Bowlby, Hazan ve Shaver’ın çalışmalarının ardından Bartholomew ve Horowitz isimli araştırmacılar, bağlanma stilleri konusunda önceki çalışmalardan da yararlanmak suretiyle daha ayrıntılı veriler sunmuşlardır. Buna göre yetişkin bağlanma stilleri, kişinin kendisini ve çevresini algılayış biçimi açısından olumlu ve olumsuz olarak değerlendirilir.

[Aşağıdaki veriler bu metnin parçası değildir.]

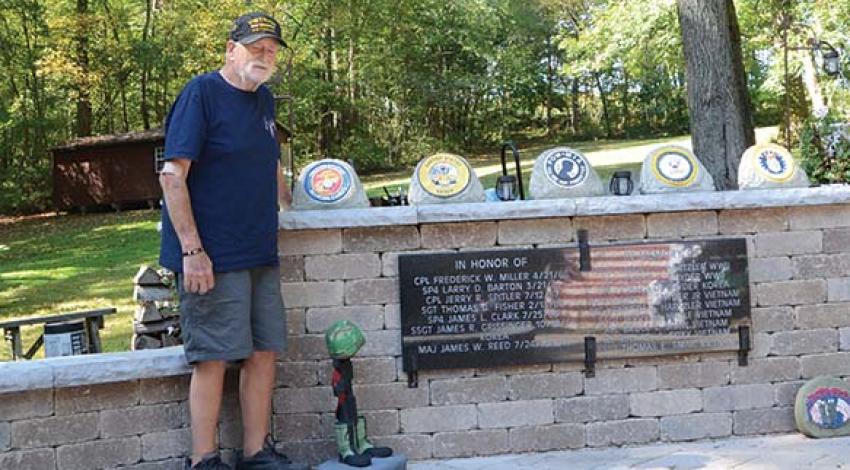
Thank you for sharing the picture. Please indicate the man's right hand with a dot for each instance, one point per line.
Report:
(197, 274)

Bartholomew ve Horowitz’e göre bağlanma stilleri 4 başlık altında incelenir:
- Güvenli Bağlanma: Bu bağlanma stilinde birey, kendini sevilmeye ve ilgi görmeye değer biri olarak görür. Etrafındaki kişileri de güvenilebilir bir birey olarak algılar ve böylece hem kendisine hem de çevresindeki kişilere karşı olumlu bir düşünce modeli oluşturur.
- Saplantılı Bağlanma: Bu kişiler takıntılı ilişkiler içinde olurlar ve iletişimleri de buna göre şekillenir. Saplantılı bağlanan bireylerin kendilerine yönelik algıları olumsuzdur, sevilmeyecek ve beğenilmeyecek bir kişi olduklarına inanırlar. Ancak başkalarına yönelik algıları da olumludur. Onlara göre diğer insanlar ilgi ve sevgi görmeye layıktır; ancak kendileri değersizdir. Genellikle karamsar, özgüvensiz kişiliklerdir.
- Korkulu Bağlanma: Bu bağlanma stilinde kişinin hem kendine hem de başkalarına karşı olan algısı olumsuzdur. Birey kendisinin değersiz ve önemsiz biri olduğuna inanır ve başkaları da ona göre güvenilmezdir. Korkulu bağlanan birey, terk edilme korkusu yaşadığından yakın ilişkilerden kaçınır. Ve böylece kendini reddedilmekten koruduğuna inanır.
- Kayıtsız Bağlanma: Bu kişilerin kendilerine yönelik algıları olumludur; ancak başkalarının olumsuz nitelik taşıdığına inanırlar. Genellikle başkalarıyla yakın ilişki içinde olmak istemezler, hatta duygusal bağları gereksiz bulurlar.
Kişinin olumlu bir ruh haline sahip olup diğer insanlarla olan ilişkilerini sağlıklı bir şekilde yönetebilmesi güvenli bağlanma stilinin benimsenmesine bağlıdır. Kaygılı, korkulu ya da kayıtsız bağlanan kişi özgüvensiz, sorumluluktan kaçan, çekingen veya agresif bir kişilik yapısı oluşturabilir ve bu durum kişinin hem kendi iç dünyası hem de sosyal çevresiyle ilişkisi açısından sağlıksızdır.
Bireyin özgüvenli, girişken, sorumluluk sahibi bir kişilik yapısı geliştirmesinde çocukluk döneminde ebeveynlerinden gerekli ilgi ve sevgiyi görmesinin payı büyüktür. Bu dönemden itibaren yeterince şefkat, sevgi ve değer gören kişi, hem kendisine hem de başkalarına karşı olumlu ve sağlıklı algılar geliştirir. Böylece duygusal ilişkilerinde de güvenli bağlanma stilini benimser; düşünce, duygu ve davranışları da bu yönde şekillenerek güçlü ve olumlu bir psikolojiye sahip olur.